Yvette Hatwell and Edouard Gentaz

In France, early psychological studies on touch belong to two domains which developed quite independently in the 18th, 19th and the first part of the 20th century. The first one concerned speculative (philosophical) and/or informal considerations made by practitioners and observers on the functioning of touch in early blind people, and more incidentally in cognitively impaired children. In the middle of the 19th century, studies on blindness led to the major invention by Louis Braille (1829 and 1837) of the raised-dot alphabet, universally used today, which allows early blind persons to have tactually access to written culture. The second trend is scientific and experimental. In the 19th century, this research concerned mainly the anatomy and physiology of somesthetic sensory receptors, neural pathways and cortical projections. Simultaneously, the methodological bases for experimental sciences were established. Further, and especially during the first half of the 20th century, studies labelled ‘physiological psychology’ were introduced in the academic institutions in Paris. Finally, thanks to the French psychophysiologist and psychologist Henri Piéron (1881–1964), true experimental psychology appeared in France at the beginning of the 20th century. Regarding touch, these experimental works were mainly psychophysical and concerned the cutaneous and kinaesthetic sensibility of sighted adults, but higher levels of touch functioning were also studied. After the Second World War, the two trends mentioned above were associated and the experimental psychology of touch extended to blindness and sensory compensations [1, 2].

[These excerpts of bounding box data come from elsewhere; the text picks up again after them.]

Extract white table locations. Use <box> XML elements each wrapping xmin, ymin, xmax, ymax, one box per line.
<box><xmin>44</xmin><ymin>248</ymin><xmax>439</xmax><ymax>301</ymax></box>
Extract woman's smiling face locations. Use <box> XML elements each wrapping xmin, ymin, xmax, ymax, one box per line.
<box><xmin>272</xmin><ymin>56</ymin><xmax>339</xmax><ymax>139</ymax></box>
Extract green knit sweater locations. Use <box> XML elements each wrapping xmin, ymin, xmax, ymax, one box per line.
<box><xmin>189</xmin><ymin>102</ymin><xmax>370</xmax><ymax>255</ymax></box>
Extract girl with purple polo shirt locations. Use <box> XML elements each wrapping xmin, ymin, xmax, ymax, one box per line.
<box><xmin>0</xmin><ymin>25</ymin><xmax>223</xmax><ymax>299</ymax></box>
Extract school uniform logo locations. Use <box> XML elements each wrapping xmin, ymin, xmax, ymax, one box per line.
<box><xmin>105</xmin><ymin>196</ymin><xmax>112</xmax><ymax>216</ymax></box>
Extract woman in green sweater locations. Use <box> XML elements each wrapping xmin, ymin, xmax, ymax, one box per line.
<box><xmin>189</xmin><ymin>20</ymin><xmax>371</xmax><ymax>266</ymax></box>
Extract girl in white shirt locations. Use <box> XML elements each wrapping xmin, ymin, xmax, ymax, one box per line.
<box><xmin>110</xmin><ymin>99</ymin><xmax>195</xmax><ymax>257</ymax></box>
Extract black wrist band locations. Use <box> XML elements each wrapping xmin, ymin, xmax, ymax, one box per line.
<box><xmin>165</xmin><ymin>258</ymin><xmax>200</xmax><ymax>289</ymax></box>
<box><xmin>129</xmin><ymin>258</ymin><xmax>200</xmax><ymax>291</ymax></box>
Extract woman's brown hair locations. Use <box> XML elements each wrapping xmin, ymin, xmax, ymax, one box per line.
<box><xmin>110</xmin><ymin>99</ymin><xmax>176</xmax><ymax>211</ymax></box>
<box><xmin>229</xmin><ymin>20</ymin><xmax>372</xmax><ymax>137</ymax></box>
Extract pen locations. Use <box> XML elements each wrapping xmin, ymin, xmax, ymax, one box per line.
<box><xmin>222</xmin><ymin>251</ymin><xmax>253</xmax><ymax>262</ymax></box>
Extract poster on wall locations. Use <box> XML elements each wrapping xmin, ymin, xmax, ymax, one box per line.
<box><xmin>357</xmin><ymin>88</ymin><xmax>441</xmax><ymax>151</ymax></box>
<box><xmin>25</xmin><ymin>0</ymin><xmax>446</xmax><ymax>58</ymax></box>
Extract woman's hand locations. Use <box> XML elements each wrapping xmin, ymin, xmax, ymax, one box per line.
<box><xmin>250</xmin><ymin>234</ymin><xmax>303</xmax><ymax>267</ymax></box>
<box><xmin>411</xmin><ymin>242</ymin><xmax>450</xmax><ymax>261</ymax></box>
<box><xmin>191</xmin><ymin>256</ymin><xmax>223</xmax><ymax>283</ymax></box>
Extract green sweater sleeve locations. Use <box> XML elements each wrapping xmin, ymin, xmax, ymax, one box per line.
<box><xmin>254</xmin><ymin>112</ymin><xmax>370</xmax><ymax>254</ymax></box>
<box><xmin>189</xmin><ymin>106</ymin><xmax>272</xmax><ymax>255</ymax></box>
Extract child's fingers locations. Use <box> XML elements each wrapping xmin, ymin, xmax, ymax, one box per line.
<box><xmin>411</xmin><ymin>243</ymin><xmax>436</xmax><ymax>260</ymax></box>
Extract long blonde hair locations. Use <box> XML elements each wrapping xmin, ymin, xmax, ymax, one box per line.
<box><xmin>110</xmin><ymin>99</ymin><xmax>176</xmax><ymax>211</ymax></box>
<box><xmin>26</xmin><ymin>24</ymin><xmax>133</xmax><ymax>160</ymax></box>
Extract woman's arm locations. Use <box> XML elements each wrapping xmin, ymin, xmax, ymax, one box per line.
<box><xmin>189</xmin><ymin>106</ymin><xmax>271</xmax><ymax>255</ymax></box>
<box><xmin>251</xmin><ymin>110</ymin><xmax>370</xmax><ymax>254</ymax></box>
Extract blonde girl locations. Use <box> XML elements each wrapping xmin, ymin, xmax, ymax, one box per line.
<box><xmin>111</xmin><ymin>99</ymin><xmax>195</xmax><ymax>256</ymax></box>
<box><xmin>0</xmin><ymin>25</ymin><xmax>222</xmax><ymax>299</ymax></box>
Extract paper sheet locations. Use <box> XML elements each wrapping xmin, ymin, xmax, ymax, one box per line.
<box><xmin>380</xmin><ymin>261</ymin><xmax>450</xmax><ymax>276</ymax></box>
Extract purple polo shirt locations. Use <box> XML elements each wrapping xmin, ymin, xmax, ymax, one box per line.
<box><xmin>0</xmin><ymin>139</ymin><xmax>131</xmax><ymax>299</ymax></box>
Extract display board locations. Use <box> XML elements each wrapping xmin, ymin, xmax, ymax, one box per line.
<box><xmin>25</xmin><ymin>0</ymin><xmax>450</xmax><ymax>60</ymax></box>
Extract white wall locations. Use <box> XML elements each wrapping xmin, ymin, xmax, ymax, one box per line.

Early analyses of touch and touch-vision relations in blindness and education

Although the nature of the sensory experiences and the mental representations of complete congenitally blind people were already questioned in the Greek and Roman literature, thinking about blindness became central in a number of eminent philosophers’ writings during the 18th century (the ‘Enlightenment’). Initially, the reasons for this interest were not to provide practical help to the blind, but to obtain philosophical arguments challenging the dominant inneist conception of the origin of knowledge proposed by Descartes and others. Later, this focus on the blind and the observation of the capabilities of some of them led to the search of how the use of touch could allow them to receive instruction and train for a job.